Cecilia Dean, founder and editor of V magazine, writer David Colman and Klaus Biesenbach of The Museum of Modern Art (MoMA) came together to curate “MOVE!,” a two-day Halloween weekend of art and fashion. The event was held in the New York MoMA’s PS1, the museum’s designated space for live art. Each artist was matched with a designer charged to produce anything they could dream up together.
“The point was to do something action-based and dynamic,” Dean said in an interview. “We didn’t want to hang things on a wall or put dresses on a mannequin.”
All the collaborations were between artists of the varied disciplines: visual, performance, dance and theater artists paired up with New York-based fashion designers. Some notable collaborators were Kalup Linzy and Diane von Furstenberg, Rob Pruitt and Marc Jacobs, Olaf Breuning and Cynthia Rowley, Brody Condon and Rodarte, Rashaad Newsome and Alexander Wang, and Dan Colen and Proenza Schouler.
As much as I find the intersection between art and fashion fascinating and important to explore, many of the collaborations seemed unbalanced. Most of the partnerships picked one or the other, namely art. The clothing became a costume for the performance piece, which should not be confused with fashion.
In the case of Alexander Wang and Rashaad Newsome, 18 women performed in an orchestra made up of snaps and breaths. The fact that they were clothed was about as involved as Alexander Wang got to be. Similarly, the Mulleavy sisters (Rodarte), with all of their design talent, put white sacks over performers moving in space with big metal rods. Diane von Furstenberg, creator of the wrap dress, gave a sparkly one to Linzy, the performance artist known for acting out soap operas in drag.

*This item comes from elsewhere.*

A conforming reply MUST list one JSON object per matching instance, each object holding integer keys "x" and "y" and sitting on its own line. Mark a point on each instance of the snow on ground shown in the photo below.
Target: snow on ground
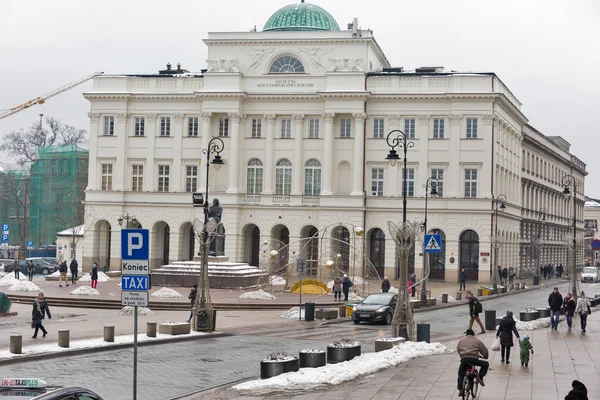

Injustice aside, this hierarchy of art was just absurd. The format of this exhibit put the artists in a weird position of separating out fashion as just the garment and the art part as the performance, which places the artistic innovation on the movement itself, rendering the clothes irrelevant.
Some of the more interesting pieces managed to stray from the costumed performance route with varying degrees of success. Cynthia Rowley and Olaf Breuning took their assignment perfectly literally, pouring paint onto garment: art + fashion! Rowley designed over 40 pieces to be worn and covered in paint, which was doused onto each subject by Breuning himself, perched atop a ladder. While not exactly groundbreaking, the piece was deliberate in paring both disciplines down to paint and dress and showed the process in an interactive way.
Similarly, Rob Pruitt and Marc Jacobs created a green-screen catwalk for museum-goers to strut down, which was then manipulated to look as if their walk was part of a real fashion show. Jacobs, champion of self-aware kitsch, effectively explored the culture of fashion through the lens of Pruitt’s art technology.
Moving outside of the studio, Dan Colen and Proenza Schouler placed garments throughout New York City embedded with video cameras, which live-streamed its feed into the MoMA space, documenting the life of the piece for two days. Here fashion, as it exists in the world, was transported back into viewable art, making the most intellectual statement on the relationship between art and fashion, instead of oversimplifying and attempting to differentiate the two.
My main issue with the exhibit as a whole was its insistence on the difference between art and fashion. As if saying here, at the MoMA for two nights only: art and fashion are together now for the first time. Fashion is art, is influenced by art, is informed by art and is surrounded by art. Fashion shows are their own singular performance art pieces. Art is present in the craft of the garment and in the design of the presentation.
Throughout the history of fashion, designers have been taking inspiration from art and interacting with artists of all disciplines in creating their own collections. This is not a new, isolated or forced instance; it is as it has always been. The exhibit called itself dynamic, interactive, art plus fashion, but that isn’t just paint on a dress, it is fashion itself out in the world. Art in fashion is real, it lives, it moves: me, you, we are the art object.